The model can be broken down into two parts: an autocomplete conversion model and an add to cart model.

The autocomplete conversion model takes in the user’s prefix and then predicts the probability that the user will select a certain autocomplete suggestion. It’s a binary classification task where some examples of features are

  • Is the suggestion a fuzzy match (slightly different spelling)
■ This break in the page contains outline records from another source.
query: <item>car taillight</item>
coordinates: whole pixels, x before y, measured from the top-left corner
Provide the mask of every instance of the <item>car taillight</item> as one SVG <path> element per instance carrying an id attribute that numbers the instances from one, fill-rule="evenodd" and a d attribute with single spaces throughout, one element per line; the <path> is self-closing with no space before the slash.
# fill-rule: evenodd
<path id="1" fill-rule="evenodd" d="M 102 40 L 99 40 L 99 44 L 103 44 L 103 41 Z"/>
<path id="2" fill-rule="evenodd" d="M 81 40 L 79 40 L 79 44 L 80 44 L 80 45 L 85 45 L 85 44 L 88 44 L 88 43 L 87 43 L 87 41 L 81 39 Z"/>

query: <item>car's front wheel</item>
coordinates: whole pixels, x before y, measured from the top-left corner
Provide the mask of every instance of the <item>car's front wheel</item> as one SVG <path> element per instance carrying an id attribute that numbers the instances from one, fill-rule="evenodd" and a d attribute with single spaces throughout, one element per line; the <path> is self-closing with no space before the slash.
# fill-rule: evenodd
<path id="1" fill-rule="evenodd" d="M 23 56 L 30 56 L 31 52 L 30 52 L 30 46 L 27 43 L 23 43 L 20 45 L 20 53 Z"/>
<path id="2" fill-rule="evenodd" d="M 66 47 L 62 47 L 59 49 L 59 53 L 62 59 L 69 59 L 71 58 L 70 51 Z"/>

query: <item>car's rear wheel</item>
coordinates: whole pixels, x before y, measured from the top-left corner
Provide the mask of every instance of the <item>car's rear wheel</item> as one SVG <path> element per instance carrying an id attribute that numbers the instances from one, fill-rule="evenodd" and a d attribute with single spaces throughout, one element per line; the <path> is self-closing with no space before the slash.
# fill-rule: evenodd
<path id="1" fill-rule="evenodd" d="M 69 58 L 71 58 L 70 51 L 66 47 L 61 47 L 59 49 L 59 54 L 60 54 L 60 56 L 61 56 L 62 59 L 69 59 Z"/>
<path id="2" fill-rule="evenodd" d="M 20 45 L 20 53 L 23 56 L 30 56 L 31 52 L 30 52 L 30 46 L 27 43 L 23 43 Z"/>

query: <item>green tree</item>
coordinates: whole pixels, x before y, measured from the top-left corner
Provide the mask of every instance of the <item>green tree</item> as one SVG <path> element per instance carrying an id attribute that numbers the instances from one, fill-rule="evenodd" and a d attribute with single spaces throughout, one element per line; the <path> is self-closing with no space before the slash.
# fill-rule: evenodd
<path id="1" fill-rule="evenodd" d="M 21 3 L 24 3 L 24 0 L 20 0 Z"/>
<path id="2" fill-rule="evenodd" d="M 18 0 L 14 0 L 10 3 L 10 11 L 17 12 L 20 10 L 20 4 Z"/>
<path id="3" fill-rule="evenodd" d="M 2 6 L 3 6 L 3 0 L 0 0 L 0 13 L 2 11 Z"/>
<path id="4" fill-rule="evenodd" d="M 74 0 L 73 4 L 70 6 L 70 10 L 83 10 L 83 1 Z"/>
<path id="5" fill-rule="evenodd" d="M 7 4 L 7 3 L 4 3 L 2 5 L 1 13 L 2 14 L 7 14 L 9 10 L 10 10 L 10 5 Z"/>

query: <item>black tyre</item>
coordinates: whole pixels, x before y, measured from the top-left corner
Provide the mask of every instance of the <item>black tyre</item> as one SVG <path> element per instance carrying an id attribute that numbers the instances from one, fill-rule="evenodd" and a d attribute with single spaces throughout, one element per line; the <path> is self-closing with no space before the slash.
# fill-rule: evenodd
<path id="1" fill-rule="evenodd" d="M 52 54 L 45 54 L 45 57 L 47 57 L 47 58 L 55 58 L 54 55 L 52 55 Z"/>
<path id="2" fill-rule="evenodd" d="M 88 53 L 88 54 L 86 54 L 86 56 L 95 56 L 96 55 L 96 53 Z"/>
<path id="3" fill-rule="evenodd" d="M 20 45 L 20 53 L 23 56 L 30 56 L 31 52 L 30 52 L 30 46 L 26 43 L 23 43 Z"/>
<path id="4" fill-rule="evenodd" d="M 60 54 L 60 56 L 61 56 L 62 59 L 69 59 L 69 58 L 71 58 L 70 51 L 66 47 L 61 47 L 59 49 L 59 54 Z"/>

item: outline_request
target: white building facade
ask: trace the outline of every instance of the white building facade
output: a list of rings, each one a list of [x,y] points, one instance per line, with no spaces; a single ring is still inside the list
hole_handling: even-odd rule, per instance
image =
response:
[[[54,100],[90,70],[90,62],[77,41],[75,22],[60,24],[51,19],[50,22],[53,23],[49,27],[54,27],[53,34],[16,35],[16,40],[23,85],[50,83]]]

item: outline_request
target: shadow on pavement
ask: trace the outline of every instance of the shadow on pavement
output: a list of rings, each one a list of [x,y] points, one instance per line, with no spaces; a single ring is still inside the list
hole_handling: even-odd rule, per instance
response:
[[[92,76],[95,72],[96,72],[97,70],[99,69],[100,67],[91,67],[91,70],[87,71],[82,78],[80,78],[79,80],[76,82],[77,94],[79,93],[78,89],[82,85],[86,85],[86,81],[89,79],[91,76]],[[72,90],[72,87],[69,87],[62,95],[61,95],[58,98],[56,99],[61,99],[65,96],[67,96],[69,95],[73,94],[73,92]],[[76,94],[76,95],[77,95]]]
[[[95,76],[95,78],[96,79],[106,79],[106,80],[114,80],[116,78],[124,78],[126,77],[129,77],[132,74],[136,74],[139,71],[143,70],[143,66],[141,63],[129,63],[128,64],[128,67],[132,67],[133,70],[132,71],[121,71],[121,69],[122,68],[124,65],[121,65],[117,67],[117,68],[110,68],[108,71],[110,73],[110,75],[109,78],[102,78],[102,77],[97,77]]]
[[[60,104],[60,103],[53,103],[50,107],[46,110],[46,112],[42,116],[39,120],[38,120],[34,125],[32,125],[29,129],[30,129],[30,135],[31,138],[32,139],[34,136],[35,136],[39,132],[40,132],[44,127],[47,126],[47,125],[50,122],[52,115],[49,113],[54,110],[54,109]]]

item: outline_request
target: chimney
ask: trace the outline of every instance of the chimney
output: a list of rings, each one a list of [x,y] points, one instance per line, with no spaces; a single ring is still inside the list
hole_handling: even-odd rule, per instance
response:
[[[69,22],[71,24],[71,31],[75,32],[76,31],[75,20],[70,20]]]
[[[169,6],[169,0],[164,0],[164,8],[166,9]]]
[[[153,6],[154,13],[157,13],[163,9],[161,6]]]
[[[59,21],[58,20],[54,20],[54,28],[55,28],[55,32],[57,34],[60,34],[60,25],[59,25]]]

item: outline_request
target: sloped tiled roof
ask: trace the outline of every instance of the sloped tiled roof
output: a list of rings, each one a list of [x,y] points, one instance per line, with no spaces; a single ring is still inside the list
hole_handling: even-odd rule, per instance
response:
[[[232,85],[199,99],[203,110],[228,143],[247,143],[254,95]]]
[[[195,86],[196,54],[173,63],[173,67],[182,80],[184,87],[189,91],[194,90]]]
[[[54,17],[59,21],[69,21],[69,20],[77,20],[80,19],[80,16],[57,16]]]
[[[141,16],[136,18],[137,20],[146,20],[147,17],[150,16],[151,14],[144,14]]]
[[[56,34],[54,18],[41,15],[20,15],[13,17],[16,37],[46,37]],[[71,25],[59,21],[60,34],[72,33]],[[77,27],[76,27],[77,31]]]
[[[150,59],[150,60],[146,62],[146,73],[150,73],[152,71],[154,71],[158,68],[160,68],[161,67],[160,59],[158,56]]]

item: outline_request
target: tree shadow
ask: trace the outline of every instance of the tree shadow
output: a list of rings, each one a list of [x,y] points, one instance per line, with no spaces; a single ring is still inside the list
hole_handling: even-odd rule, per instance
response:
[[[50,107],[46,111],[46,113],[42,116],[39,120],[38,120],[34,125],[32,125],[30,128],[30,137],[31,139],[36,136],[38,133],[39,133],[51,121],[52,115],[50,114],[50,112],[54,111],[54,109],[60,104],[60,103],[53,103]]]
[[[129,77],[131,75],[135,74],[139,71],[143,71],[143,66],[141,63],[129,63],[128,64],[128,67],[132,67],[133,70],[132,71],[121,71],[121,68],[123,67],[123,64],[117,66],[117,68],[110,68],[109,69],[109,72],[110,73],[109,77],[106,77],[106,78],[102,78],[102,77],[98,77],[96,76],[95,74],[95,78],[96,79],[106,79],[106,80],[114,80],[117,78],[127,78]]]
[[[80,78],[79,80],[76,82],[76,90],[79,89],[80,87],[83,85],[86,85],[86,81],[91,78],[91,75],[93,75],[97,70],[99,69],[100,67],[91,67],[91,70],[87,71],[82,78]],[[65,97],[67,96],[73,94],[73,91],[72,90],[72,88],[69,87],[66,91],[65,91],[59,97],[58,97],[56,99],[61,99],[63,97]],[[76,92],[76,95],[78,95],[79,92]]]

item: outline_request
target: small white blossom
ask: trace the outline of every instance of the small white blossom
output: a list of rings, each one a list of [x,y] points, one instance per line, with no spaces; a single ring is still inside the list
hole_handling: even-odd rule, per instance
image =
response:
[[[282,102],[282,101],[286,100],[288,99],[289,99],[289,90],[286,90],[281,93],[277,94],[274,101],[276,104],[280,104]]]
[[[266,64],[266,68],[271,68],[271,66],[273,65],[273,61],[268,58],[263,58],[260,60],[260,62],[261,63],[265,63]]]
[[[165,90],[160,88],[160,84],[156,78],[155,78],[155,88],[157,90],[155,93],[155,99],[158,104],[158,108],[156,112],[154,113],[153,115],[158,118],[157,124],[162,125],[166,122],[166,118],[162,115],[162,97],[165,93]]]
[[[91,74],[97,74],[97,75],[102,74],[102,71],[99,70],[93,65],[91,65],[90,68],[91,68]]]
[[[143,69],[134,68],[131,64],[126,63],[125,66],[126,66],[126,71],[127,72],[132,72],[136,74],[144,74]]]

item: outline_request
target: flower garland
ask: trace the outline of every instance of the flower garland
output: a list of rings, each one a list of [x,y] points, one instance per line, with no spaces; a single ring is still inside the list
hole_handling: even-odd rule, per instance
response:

  • How popular is this suggestion

  • What rate is this suggestion clicked on

The add to cart model calculates the conditional probability where given the user has clicked on a certain autocomplete suggestion, what is the probability that he adds one of the resulting products to his cart? This is another binary classification task where some of the features are

  • The add to cart rate for that autocomplete suggestion

  • The rate at which that autocomplete suggestion returns zero or a low number of results

These two models are then combined to generate the probability that a certain autocomplete suggestion will result in the user adding something to her cart.

The combined model is used to rank autocomplete suggestion terms. It resulted in a 2.7% increase in autocomplete engagement and an increase in gross transaction value per user.